The adoption of a market economy in China began in 1978 when Deng Xiaoping became head of the CPC and guided the Party toward political and economic pragmatism. But it was never the Party or the autocratic government that had lost legitimacy; it was people in the government that had lost legitimacy. Mao Zedong's policy of perpetual revolution had caused the country to economically stagnate, and atrocities were committed under the Gang of Four, but people still believed in Communism, and Deng Xiaoping brought China a socialism with Chinese characteristics: "Poverty is not socialism. To be rich is glorious."

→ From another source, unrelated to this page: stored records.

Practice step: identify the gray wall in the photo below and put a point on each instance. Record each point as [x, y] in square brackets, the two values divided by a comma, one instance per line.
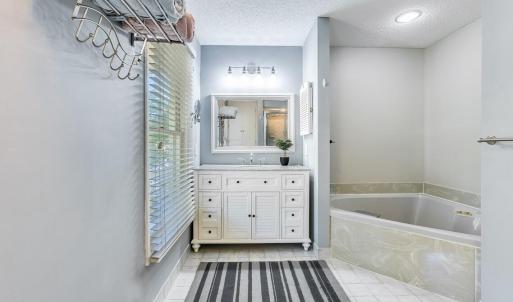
[316, 155]
[497, 161]
[375, 92]
[71, 167]
[214, 65]
[452, 110]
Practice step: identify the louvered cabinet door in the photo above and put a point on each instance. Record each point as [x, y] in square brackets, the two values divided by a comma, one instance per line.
[237, 215]
[266, 211]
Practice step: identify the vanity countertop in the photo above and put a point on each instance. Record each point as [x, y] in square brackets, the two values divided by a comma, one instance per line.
[250, 168]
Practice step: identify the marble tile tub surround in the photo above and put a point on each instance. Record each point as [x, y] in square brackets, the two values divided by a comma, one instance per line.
[467, 198]
[439, 266]
[370, 188]
[455, 195]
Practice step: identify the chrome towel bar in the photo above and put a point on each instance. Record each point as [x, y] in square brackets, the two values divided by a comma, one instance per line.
[492, 140]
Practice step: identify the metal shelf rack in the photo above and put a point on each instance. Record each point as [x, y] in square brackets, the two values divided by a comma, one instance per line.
[101, 24]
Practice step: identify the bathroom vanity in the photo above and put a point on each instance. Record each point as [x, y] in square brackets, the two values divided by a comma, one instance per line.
[251, 204]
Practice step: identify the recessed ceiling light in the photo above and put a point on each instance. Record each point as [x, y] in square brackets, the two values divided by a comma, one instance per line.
[408, 16]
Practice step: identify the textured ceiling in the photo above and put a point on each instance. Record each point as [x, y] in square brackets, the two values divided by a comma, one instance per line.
[358, 23]
[371, 23]
[257, 22]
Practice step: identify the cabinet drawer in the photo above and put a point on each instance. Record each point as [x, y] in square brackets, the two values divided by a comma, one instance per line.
[293, 232]
[209, 182]
[210, 199]
[292, 199]
[209, 233]
[292, 217]
[293, 182]
[209, 217]
[252, 183]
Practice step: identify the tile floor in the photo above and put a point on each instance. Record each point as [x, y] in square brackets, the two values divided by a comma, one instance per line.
[361, 285]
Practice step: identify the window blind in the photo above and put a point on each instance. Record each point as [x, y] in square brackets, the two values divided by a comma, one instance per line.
[170, 204]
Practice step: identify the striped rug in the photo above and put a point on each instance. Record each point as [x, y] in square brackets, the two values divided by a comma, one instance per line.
[281, 281]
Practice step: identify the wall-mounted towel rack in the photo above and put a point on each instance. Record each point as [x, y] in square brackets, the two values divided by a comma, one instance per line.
[492, 140]
[99, 22]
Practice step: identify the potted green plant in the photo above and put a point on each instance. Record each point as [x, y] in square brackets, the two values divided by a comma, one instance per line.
[284, 145]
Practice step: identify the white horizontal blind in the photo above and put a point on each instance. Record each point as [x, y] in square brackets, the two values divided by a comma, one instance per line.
[169, 157]
[305, 109]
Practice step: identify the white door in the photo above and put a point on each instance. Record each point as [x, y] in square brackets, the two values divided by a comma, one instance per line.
[497, 160]
[266, 211]
[237, 215]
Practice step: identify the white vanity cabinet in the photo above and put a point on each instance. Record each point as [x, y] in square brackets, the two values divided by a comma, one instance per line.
[251, 204]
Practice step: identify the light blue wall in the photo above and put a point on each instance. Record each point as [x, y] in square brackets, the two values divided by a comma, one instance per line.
[316, 67]
[214, 64]
[71, 167]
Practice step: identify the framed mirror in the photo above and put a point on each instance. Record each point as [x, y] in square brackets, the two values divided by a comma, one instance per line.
[244, 123]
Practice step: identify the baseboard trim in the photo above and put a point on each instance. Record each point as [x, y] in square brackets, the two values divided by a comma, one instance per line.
[321, 252]
[170, 280]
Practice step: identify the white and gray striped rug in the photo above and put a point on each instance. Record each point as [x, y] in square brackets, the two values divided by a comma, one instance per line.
[283, 281]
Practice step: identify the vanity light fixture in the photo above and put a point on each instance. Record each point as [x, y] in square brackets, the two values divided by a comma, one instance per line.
[408, 17]
[251, 69]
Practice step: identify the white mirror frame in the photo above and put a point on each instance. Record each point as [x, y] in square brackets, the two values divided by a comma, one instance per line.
[251, 149]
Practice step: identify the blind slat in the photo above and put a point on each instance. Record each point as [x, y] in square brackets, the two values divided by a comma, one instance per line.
[169, 150]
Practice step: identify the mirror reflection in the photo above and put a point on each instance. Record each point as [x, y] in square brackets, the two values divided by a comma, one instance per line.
[250, 121]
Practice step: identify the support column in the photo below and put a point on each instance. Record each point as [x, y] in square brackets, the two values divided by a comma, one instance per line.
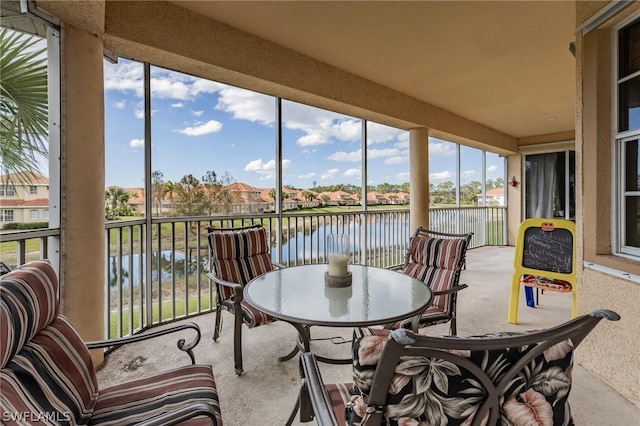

China had not been a world superpower on the order of the Soviet Union post-WWII and prior to the adoption of market reforms. There was not glorious scientific, athletic, and artistic achievement in China in the post-WWII to Deng period. Communism was not associated with poverty, poverty simply existed, and Deng started to bring China wealth under the auspices of Communism. The CPC has not been without its hiccups since 1978, but it has been remarkably successful at maintaining control and legitimacy.